Individual cells modified to act as sensors using fluorescence are already useful tools in biochemistry, but now they can add good timing to their resumé, thanks in part to expertise from the National Institute of Standards and Technology (NIST).

With the added capability to track the timing of dynamic biochemical reactions, cell sensors become more useful for many studies, such as measurements of protein folding or neural activity.

As described in the Journal of the American Chemical Society,* a NIST biophysicist working at JILA and a collaborator at the University of Colorado Boulder (CU) developed a microfluidic system that records biochemical reactions over a time span of milliseconds to seconds in living human cells modified to act as FRET (fluorescence resonance energy transfer) sensors.

The fast, flexible system uses lasers to measure sensor signals at two points in time at a rate of up to 15 cells per second. Statistical data, such as the average value of the FRET response for thousands of cells, can be collected in minutes.

"Our system is the first one that measures FRET response times at the single-cell level, while at the same time measuring over many cells," says JILA Fellow Ralph Jimenez, whose research group built the optics, microfluidics, electronics and other hardware.

JILA is a joint institute of NIST and CU. Jimenez is collaborating with Amy Palmer, an assistant professor in CU's Department of Chemistry and Biochemistry, who handled the molecular design and cell-biology aspects of the project.

The FRET technique relies on reactions that occur between large biological molecules in close proximity to each other. One molecule absorbs light energy from a laser and transfers this energy to the nearby acceptor molecule. The acceptor molecule then releases this energy as light (fluorescence) at a characteristic wavelength that is different from the original laser light. Measurements of this fluorescence indicate the extent of the energy transfer. FRET can be used to study many types of cellular processes. In these experiments, the researchers were interested in the type and concentration of metal ions within cells, which can affect important cell processes. The JILA/CU experiments used cells genetically modified to take up particular metal ions and signal changes in their concentrations by altering the FRET signals.
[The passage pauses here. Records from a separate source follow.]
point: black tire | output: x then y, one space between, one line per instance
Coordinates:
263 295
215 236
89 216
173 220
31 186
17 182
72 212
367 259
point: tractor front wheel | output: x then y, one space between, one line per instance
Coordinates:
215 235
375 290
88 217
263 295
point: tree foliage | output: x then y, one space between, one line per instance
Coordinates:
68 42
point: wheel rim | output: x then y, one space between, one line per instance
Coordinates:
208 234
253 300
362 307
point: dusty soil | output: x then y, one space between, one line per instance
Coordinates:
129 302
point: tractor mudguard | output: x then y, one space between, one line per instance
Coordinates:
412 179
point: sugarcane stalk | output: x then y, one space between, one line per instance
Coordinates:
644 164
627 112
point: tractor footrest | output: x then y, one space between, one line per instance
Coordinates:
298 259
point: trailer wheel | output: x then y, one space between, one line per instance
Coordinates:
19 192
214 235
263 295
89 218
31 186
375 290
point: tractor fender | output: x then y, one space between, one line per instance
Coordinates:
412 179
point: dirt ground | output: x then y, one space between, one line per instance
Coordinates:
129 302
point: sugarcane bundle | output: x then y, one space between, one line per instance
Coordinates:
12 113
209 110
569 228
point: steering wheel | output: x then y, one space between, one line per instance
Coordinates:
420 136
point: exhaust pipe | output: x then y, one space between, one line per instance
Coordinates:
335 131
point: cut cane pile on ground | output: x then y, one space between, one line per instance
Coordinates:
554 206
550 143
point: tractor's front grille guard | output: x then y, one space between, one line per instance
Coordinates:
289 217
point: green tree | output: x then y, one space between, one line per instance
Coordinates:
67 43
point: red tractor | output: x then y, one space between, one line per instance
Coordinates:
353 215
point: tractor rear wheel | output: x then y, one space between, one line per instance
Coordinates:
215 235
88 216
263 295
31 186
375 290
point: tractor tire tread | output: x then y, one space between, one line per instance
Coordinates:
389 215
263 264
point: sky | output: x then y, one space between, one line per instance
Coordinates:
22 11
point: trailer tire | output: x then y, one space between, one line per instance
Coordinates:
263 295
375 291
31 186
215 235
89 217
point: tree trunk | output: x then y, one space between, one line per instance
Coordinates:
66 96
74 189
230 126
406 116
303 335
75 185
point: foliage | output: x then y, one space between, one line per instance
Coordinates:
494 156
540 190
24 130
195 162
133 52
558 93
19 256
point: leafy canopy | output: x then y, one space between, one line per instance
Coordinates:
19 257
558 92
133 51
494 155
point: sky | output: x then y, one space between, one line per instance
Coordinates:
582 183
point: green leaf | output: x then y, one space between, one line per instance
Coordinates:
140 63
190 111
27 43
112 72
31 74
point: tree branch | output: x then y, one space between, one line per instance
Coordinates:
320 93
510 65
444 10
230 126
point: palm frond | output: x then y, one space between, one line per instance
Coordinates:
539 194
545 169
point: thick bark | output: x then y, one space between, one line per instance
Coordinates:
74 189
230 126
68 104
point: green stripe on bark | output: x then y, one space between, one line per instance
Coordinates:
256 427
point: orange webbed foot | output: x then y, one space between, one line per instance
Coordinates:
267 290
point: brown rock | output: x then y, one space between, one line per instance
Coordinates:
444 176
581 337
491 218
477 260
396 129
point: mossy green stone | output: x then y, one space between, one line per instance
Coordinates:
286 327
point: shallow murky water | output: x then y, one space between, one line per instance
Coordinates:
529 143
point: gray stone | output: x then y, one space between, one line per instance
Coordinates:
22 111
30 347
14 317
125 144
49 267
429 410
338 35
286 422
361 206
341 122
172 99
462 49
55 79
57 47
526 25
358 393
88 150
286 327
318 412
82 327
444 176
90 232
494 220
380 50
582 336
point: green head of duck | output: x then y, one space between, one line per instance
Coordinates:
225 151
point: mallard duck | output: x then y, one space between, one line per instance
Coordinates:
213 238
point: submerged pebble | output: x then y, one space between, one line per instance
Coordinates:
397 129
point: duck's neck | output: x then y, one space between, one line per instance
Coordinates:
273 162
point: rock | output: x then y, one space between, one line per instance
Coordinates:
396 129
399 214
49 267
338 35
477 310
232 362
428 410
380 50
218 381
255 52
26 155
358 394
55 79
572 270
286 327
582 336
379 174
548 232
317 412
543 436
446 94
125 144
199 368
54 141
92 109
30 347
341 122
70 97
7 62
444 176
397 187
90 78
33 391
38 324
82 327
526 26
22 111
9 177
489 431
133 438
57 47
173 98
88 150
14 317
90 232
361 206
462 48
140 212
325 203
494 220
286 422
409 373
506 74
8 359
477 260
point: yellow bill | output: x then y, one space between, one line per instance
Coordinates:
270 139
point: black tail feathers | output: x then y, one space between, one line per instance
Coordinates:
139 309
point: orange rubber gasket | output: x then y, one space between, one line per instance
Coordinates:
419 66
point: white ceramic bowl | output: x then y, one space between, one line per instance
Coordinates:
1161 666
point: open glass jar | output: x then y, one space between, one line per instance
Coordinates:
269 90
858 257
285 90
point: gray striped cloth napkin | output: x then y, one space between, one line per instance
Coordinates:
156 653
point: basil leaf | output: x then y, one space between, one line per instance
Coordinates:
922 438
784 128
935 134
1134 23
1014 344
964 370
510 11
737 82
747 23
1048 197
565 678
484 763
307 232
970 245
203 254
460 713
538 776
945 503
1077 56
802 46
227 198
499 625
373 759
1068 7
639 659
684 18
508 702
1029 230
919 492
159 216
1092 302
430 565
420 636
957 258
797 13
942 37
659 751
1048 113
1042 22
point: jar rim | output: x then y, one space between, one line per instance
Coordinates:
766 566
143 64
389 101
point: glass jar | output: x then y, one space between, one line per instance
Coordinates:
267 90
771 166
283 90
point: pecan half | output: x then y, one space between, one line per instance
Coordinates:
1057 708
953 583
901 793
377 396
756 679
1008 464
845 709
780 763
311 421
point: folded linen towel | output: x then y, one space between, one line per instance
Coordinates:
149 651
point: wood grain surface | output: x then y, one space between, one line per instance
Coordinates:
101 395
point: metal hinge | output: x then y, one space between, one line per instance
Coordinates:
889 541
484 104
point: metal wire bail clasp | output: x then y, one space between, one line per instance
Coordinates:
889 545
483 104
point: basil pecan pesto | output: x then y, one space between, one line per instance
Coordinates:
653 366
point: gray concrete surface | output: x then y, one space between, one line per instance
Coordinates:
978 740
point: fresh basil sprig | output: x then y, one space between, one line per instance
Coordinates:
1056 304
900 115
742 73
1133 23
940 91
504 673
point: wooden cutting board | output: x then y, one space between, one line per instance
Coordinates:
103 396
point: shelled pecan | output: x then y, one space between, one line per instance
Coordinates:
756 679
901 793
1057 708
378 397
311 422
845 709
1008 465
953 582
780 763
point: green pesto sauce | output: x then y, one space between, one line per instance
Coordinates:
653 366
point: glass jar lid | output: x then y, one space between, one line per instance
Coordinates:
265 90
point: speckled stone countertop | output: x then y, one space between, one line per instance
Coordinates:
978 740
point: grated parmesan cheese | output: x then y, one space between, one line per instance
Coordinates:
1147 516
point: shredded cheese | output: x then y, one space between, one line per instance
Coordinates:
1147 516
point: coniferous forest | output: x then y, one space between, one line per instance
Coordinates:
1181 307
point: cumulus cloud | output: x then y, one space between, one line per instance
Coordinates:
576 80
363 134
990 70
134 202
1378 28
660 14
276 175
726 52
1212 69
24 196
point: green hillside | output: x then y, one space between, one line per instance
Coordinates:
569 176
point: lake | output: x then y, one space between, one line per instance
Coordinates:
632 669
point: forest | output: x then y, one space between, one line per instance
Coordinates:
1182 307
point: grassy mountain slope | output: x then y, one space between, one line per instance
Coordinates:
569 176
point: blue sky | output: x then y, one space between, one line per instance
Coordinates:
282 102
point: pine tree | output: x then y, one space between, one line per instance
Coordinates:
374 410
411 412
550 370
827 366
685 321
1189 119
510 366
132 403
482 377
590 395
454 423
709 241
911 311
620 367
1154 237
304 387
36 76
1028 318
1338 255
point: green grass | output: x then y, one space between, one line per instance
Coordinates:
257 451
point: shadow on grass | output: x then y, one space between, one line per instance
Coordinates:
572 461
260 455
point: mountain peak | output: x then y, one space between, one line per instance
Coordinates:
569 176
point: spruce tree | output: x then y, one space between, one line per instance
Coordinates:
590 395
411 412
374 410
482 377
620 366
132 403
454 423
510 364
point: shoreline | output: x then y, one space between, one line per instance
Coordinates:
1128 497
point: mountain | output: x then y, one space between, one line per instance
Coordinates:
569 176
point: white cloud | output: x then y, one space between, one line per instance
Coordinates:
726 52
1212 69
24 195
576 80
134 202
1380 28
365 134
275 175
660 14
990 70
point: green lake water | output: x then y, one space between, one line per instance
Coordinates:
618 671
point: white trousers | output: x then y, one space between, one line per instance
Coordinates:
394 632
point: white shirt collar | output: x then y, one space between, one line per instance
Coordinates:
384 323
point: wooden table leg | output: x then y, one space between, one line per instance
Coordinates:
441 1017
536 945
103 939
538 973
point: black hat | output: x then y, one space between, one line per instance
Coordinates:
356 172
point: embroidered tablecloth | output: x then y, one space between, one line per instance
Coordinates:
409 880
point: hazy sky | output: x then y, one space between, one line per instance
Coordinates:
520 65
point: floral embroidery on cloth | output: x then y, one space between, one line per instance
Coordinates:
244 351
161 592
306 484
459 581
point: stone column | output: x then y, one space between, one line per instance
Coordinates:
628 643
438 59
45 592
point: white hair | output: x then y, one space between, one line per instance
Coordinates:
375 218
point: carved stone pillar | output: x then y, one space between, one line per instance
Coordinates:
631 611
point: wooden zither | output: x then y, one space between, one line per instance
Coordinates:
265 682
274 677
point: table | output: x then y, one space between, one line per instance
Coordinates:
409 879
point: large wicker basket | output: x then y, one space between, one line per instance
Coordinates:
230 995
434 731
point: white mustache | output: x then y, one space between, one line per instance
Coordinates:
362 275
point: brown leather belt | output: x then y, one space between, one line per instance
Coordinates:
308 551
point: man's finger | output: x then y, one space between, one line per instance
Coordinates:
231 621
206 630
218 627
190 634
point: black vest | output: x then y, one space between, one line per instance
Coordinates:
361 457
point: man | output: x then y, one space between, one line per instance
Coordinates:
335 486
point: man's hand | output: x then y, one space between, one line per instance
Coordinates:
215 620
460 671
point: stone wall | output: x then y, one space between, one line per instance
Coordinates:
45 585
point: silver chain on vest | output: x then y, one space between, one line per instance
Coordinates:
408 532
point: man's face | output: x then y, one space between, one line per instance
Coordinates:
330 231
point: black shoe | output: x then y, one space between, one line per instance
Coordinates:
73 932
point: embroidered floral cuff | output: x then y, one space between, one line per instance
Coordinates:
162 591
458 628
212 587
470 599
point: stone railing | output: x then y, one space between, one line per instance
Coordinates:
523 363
The researchers made a microfluidic device with a flow-control valve system that mixes cells and metal-containing chemicals in just a few milliseconds. The cells then pass single file through two blue laser beams that excite the FRET fluorescence signal at different locations in the device. With precise flow control and flexible device design, cell travel time between the two locations can be varied from 1 millisecond to 10 seconds. Scientists measure the FRET signal changes within individual cells between the two locations.

"FRET is an important measurement technique used in bio-imaging, so it's great that NIST could begin to contribute to measurements of the fidelity of FRET-based sensors," Jimenez says. "We have a lot more work planned for the future with this instrument."

The project is part of the research team's effort to develop cell sensors with improved optical, physical and chemical properties and to enable detection of very faint signals in living cells. The work was supported in part by a CU-NIST seed grant, the National Institutes of Health and the National Science Foundation.

Note: This story has been adapted from a news release issued by the National Institute of Standards and Technology (NIST)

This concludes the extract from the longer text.